De Tremanormen worden door rechtbanken gebruikt om alimentaties uit te rekenen ("Trema" = Tijdschrift voor de rechterlijke macht).

Het Rapport Alimentatienormen is voor het eerst in 1979 gepubliceerd. Het rapport geeft aanbevelingen voor een eenvormige praktische invulling van de wettelijke maatstaven voor het berekenen van draagkracht. De vast te stellen alimentatie is afhankelijk van de behoefte van de onderhoudsgerechtigde en de draagkracht van de onderhoudsplichtige. De laagste van deze twee vormt dus het maximum.

Behoefte[bewerken | brontekst bewerken]

De behoefte van de gewezen echtgenoot kan worden gesteld op het bedrag dat nodig is om een staat te voeren die de onderhoudsgerechtigde in redelijkheid past. De welstand van partijen gedurende het huwelijk (of geregistreerd partnerschap) is mede bepalend voor de behoeftevaststelling. Het belang van deze factor kan in de loop van de tijd minder worden.

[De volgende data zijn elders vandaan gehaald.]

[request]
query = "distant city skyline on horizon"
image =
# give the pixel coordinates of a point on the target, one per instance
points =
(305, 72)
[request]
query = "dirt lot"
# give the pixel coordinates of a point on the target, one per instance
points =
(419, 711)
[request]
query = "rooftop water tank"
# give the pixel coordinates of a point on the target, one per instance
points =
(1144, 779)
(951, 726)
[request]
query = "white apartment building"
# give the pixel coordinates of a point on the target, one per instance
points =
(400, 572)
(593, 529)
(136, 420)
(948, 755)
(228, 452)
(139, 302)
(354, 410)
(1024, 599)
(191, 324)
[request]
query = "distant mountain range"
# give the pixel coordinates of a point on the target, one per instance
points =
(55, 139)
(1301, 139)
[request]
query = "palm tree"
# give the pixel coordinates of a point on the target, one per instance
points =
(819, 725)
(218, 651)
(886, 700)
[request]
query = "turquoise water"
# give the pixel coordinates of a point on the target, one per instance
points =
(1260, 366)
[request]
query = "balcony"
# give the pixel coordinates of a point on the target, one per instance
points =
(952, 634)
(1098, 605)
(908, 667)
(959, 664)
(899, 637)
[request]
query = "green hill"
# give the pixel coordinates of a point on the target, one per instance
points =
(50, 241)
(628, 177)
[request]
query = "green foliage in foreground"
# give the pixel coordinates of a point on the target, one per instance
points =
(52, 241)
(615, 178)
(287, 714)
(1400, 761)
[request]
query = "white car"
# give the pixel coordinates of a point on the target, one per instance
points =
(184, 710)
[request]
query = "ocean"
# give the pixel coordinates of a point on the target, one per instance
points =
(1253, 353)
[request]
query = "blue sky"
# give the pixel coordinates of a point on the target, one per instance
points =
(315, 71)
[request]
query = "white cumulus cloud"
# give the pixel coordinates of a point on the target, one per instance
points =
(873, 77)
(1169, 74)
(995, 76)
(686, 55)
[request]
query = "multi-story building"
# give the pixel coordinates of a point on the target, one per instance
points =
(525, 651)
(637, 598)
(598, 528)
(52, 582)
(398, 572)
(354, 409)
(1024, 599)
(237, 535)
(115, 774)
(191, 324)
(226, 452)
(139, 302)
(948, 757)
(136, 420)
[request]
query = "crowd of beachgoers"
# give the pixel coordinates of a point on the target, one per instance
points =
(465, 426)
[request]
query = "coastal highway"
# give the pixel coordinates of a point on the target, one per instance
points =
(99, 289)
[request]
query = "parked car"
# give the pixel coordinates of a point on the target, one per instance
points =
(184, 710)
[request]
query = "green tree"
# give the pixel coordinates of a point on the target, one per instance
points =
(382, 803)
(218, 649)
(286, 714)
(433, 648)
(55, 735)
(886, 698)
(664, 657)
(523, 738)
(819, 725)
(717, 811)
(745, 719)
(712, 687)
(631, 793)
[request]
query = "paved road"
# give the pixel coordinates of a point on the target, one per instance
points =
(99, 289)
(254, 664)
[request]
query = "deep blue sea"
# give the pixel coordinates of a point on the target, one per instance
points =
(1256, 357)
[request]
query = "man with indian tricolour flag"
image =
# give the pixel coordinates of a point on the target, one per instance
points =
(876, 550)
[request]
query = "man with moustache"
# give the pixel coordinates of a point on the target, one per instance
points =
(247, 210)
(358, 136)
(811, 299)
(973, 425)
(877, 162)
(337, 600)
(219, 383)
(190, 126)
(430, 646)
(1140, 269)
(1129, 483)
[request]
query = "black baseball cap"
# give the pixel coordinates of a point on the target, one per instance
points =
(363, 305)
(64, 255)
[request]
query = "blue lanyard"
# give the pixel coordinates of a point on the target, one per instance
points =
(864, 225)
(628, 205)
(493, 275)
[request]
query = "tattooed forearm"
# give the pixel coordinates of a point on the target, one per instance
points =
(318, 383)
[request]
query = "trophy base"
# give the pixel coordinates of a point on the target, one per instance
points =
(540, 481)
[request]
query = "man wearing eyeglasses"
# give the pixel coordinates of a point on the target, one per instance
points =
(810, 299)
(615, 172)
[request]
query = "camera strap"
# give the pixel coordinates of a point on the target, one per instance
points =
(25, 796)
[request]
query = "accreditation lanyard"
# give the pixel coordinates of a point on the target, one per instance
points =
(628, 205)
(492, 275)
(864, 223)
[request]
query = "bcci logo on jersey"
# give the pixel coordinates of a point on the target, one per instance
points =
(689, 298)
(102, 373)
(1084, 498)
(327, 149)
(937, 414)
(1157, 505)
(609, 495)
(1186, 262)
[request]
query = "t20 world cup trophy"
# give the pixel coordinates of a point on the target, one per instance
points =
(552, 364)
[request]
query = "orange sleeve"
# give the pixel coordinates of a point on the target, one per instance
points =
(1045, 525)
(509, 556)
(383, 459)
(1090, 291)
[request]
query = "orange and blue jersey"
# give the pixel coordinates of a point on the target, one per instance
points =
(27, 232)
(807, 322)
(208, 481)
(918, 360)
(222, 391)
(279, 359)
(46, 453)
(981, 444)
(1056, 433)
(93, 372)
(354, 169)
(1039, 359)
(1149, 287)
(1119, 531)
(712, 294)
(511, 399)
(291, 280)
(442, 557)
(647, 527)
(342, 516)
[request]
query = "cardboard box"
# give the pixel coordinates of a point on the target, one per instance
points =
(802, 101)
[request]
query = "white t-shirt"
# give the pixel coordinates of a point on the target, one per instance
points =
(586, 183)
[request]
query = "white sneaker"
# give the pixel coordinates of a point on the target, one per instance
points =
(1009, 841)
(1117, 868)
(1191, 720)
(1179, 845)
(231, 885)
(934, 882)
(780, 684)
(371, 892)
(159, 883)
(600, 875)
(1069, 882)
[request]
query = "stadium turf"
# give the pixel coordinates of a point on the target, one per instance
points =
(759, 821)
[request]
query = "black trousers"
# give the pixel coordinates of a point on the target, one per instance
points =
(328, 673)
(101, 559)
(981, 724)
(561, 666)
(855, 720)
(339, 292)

Voor de vaststelling van de behoefte van kinderen wordt sinds 1994 gebruikgemaakt van de tabel Kosten van kinderen. Het aantal kinderen en het inkomen tijdens het huwelijk levert een aantal punten op waarmee de behoefte in een geldbedrag kan worden vertaald.

Draagkracht[bewerken | brontekst bewerken]

De draagkracht van de onderhoudsplichtige is afhankelijk van de financiële en maatschappelijke omstandigheden van de onderhoudsplichtige. Afhankelijk van die omstandigheden wordt een berekening gemaakt op basis van het bruto- of nettoloon.

Berekening[bewerken | brontekst bewerken]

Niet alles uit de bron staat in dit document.